Configure the processor for your data target

You can set up a data flow to move data to many locations. This example assumes that you are moving data to Apache Solr in a Data Discovery and Exploration cluster in CDP Public Cloud, using the PutSolrRecord processor. If you are moving your data from a location other than Kafka, see Getting Started with Apache NiFi for general information about how to build a data flow and about other data consumption processor options. You can also check out the other ingest use cases in the Cloudera Data Flow for Data Hub library.

Create a machine user in CDP User Management and synchronize this user to your CDP environment.
  1. Launch the Configure Processor window by right clicking the PutSolrRecordprocessor and selecting Configure.
    You can see a configuration dialog with the following tabs: Settings, Scheduling, Properties, Comments.
  2. Configure the processor according to the behavior you expect in your data flow.
    1. Click the Properties tab.
    2. Configure PutSolrRecord with the required values.
      The following table includes a description and example values for the properties required for this Kafka to Solr ingest data flow. For a complete list of PutSolrRecord options, see the processor documentation in Getting Started with Apache NiFi.
      Property Description Value to set for ingest to Solr data flow
      Solr Type Provide the type of Solr instance. It can be Cloud or Standard. Cloud
      Solr Location

      Specify the Solr url for a Solr Type of Standard (for example:

      http://localhost:8984/solr/gettingstarted ), or the ZooKeeper hosts for a Solr Type of Cloud (for example: localhost:9983).

      You can find this value on the dashboard of the Solr web UI as the zkHost parameter value.

      In this example the value is: zookeeper1.cloudera.site:2181,zookeeper2.cloudera.site:2181,zookeeper3.cloudera.site:2181/solr-dde
      Collection Specify the name of the Solr collection. In this example the value is: solr-nifi-demo
      Solr Update Path Provide the path in Solr to post the flowfile records. /update
      Kerberos Principal Specify the CDP user name you are using to perform this workflow. Provide the CDP user name you created and synced with your CDP environment in Meet the prerequisites.
      Kerberos Password Specify the password for the CDP user you are using to perform this workflow.
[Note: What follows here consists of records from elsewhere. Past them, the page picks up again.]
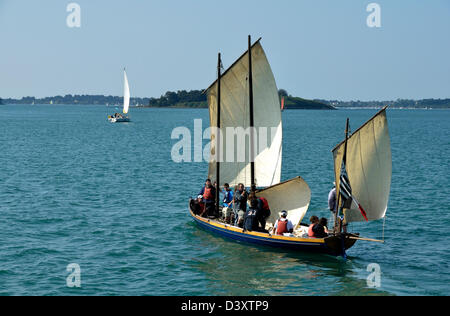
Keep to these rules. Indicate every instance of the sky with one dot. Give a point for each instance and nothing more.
(318, 49)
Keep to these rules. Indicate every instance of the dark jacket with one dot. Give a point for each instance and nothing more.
(213, 192)
(241, 200)
(319, 231)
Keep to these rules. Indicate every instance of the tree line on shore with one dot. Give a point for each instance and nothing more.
(197, 99)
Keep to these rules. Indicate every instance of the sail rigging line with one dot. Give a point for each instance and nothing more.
(252, 119)
(218, 135)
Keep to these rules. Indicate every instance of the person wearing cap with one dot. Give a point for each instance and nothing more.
(332, 205)
(197, 205)
(208, 193)
(283, 225)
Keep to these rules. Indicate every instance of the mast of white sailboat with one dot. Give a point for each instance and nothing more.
(338, 226)
(218, 135)
(252, 123)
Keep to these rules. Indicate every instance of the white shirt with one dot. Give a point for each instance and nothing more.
(289, 225)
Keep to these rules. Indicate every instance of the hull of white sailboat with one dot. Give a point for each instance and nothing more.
(118, 120)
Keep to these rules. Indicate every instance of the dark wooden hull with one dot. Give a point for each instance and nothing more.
(332, 245)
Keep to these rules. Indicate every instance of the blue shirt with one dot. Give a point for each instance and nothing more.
(227, 198)
(332, 200)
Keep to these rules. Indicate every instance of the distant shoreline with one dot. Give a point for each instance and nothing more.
(205, 108)
(197, 99)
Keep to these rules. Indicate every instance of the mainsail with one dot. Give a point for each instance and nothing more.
(369, 168)
(234, 153)
(292, 196)
(126, 93)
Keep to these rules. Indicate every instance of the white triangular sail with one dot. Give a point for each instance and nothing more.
(126, 93)
(292, 196)
(235, 118)
(369, 168)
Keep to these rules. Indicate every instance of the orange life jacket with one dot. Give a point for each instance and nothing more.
(310, 231)
(282, 227)
(265, 203)
(207, 195)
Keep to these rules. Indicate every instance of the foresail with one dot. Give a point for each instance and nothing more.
(369, 169)
(235, 149)
(126, 94)
(292, 196)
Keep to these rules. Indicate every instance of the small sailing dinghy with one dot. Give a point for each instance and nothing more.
(123, 117)
(246, 96)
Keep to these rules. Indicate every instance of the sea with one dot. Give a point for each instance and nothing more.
(93, 208)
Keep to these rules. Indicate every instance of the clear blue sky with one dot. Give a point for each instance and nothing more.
(317, 49)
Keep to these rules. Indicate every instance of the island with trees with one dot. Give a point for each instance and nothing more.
(197, 99)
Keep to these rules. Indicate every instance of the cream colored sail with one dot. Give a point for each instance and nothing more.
(292, 196)
(126, 93)
(369, 168)
(235, 117)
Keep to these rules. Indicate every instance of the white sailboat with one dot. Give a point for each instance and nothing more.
(118, 117)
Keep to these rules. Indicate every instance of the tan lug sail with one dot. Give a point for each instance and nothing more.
(369, 168)
(235, 150)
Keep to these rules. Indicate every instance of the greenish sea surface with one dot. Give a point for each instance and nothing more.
(108, 197)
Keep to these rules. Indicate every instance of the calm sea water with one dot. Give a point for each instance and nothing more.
(77, 189)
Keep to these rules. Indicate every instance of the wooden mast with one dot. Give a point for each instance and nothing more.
(338, 226)
(252, 123)
(219, 64)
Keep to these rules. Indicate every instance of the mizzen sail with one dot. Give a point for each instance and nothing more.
(292, 196)
(126, 93)
(234, 153)
(368, 167)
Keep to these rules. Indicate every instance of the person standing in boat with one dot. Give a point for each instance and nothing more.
(283, 225)
(251, 217)
(332, 205)
(209, 198)
(227, 196)
(319, 229)
(240, 204)
(314, 220)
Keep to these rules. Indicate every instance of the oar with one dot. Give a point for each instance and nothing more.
(366, 239)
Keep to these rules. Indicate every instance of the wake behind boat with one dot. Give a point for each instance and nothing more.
(248, 91)
(119, 117)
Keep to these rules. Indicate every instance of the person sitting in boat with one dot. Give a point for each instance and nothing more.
(319, 229)
(332, 205)
(313, 220)
(262, 210)
(227, 203)
(250, 220)
(283, 225)
(197, 205)
(208, 193)
(227, 196)
(240, 204)
(324, 222)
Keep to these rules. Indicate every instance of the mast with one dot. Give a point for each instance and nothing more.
(252, 123)
(338, 226)
(219, 75)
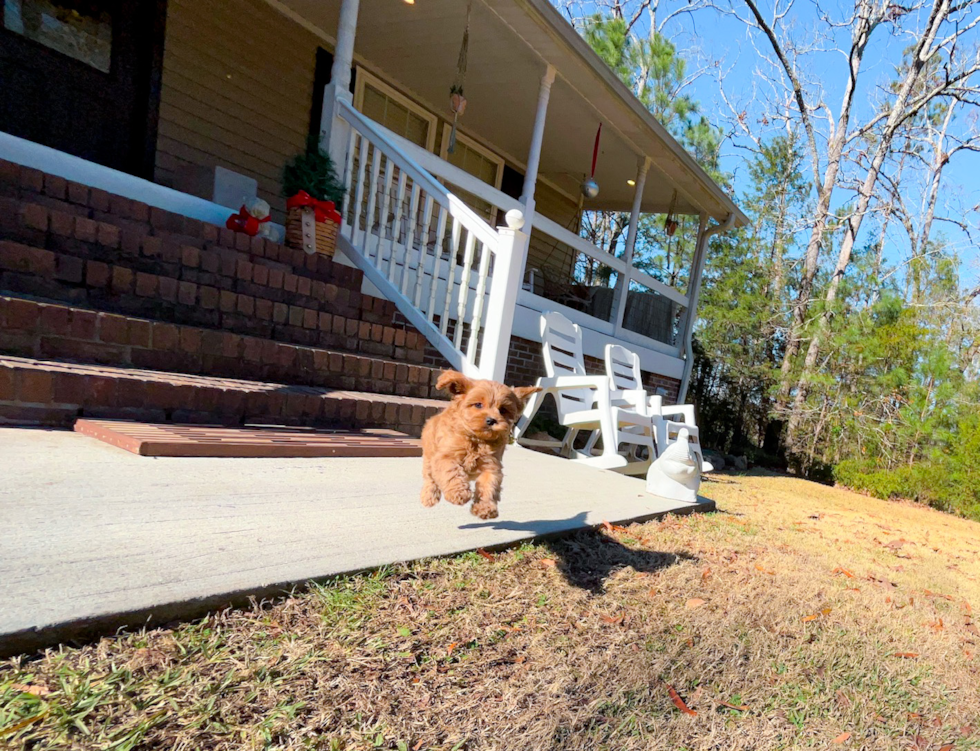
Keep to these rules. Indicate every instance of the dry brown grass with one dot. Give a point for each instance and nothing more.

In this example the value is:Password1!
      RecordReader

      Specify the service for reading records from incoming flowfiles.

      AvroReader
      SSL Context Service Specify the controller service to use to obtain an SSL context. This property must be set when communicating with Solr over https. Reference the default SSL context service that has been created for you. In this example the value is: Default NiFi SSL Context Service

    Make sure that you set all required properties, as you cannot start the processor until all mandatory properties have been configured.

  3. When you have finished configuring the options you need, save the changes by clicking Apply.
Your data flow is ready to ingest data into Solr. Start the data flow.